А Володя между тем был вовсе не один. У него сидели подавленные и расстроенные Пыч с Огурцовым. Час тому назад на глазах обоих скончался врач городской Скорой помощи Антон Романович Микешин, тот самый, с которым Володя ездил в санитарной карете позапрошлым летом. Пыч и Огурцов дежурили во второй терапии, когда в приемный покой привезли Микешина. Он был еще в сознании, узнал обоих студентов, даже что-то пошутил, что вот, дескать, укатали сивку крутые горки, но в палате ему стало хуже, он забеспокоился, сознание спуталось, и к сумеркам милый доктор умер.

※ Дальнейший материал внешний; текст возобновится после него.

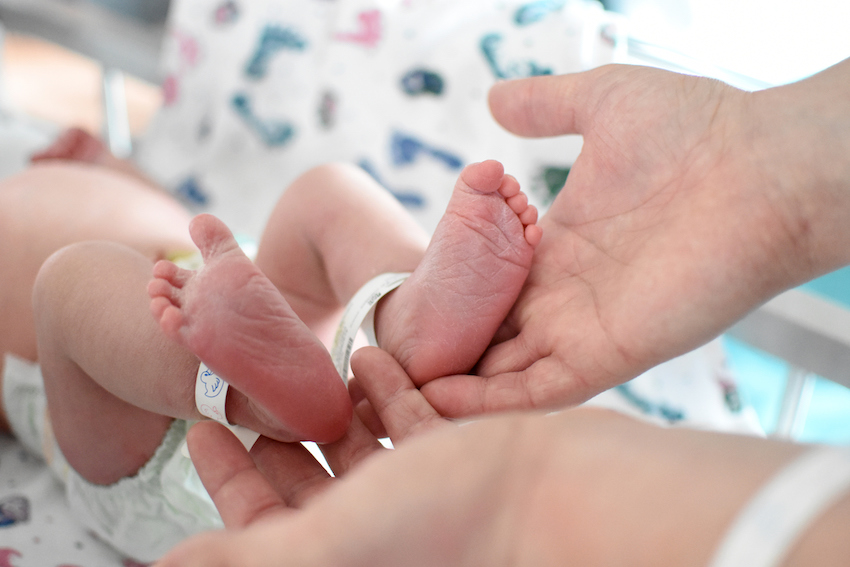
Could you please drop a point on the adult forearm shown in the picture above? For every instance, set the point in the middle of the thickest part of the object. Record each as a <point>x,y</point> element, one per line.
<point>622,492</point>
<point>802,144</point>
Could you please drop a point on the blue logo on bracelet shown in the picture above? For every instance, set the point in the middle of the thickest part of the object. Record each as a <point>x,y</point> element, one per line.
<point>212,384</point>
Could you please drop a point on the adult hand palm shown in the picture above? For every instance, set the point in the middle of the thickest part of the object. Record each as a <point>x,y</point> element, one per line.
<point>641,258</point>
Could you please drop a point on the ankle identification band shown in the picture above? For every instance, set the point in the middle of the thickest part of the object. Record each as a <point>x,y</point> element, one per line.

– Надо объявление дать в газету, – сказал Володя, – его весь город знал, скольким людям он помог! Верно, Пыч?

Но объявление дать оказалось не так-то просто. Во-первых, было уже поздно, и комната, в которой принимались объявления, оказалась закрытой. А во-вторых, секретарь редакции «Унчанского рабочего» – человек в толстовке, с большими ножницами в руках и почему-то очень веселый – сказал студентам, что областная газета не может сообщать о всех смертях, так же как не может радовать своих читателей сообщениями о всех родившихся на свет гражданах.

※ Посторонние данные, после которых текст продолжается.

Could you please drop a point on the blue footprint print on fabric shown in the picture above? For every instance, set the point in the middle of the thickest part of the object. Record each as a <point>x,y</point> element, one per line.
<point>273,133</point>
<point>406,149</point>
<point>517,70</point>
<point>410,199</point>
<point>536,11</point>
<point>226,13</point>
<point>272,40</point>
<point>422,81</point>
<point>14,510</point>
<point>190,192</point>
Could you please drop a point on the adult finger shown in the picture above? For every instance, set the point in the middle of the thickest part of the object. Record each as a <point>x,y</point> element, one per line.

– Вы бы не острили! – угрюмо посоветовал Пыч. – Мы сюда не веселиться притащились.

– А я от природы оптимист! – сообщил секретарь. – И кроме того, знаю, что мы смертны. Так вот, дорогие товарищи, ничем не могу помочь.

Пришлось дожидаться редактора. Секретарь болтал по телефону, уходил, приходил, читал влажную газетную полосу, пил чай с бутербродом, студенты сидели на жестком диванчике, молчали. Наконец, уже совсем поздно, явился редактор – тот самый, подпись которого Володя видел каждый день: «Ответственный редактор М. С. Кушелев».

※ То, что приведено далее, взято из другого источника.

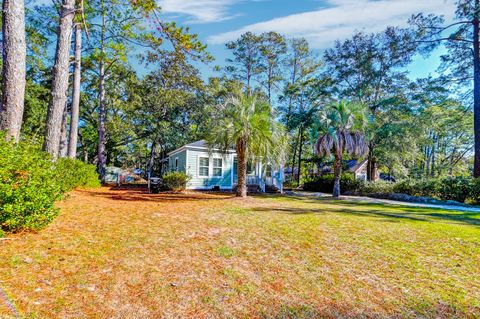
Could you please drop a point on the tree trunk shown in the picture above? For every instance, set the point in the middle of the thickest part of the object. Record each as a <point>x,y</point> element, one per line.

– Да, так я вас слушаю, – сказал М.С. Кушелев, когда три студента остановились перед его огромным столом.

А выслушав, помотал кудлатой головой.

– Ничем вам, товарищи, не могу помочь. Очень скорблю, но покойного Микешина не знаю.

– Микешин спас сотни человеческих жизней, если не тысячи, – загремел Володя. – Микешина знает весь город, и очень дурно, что вы, редактор газеты, не изволили его знать. Но это дело ваше – нам нужно объявление.

– Объявления не будет! – ответил М.С. Кушелев, углубляясь в чтение такой же влажной полосы, которую давеча читал секретарь редакции. – И прошу дать мне, товарищи, возможность сосредоточиться – у меня идет официальный материал.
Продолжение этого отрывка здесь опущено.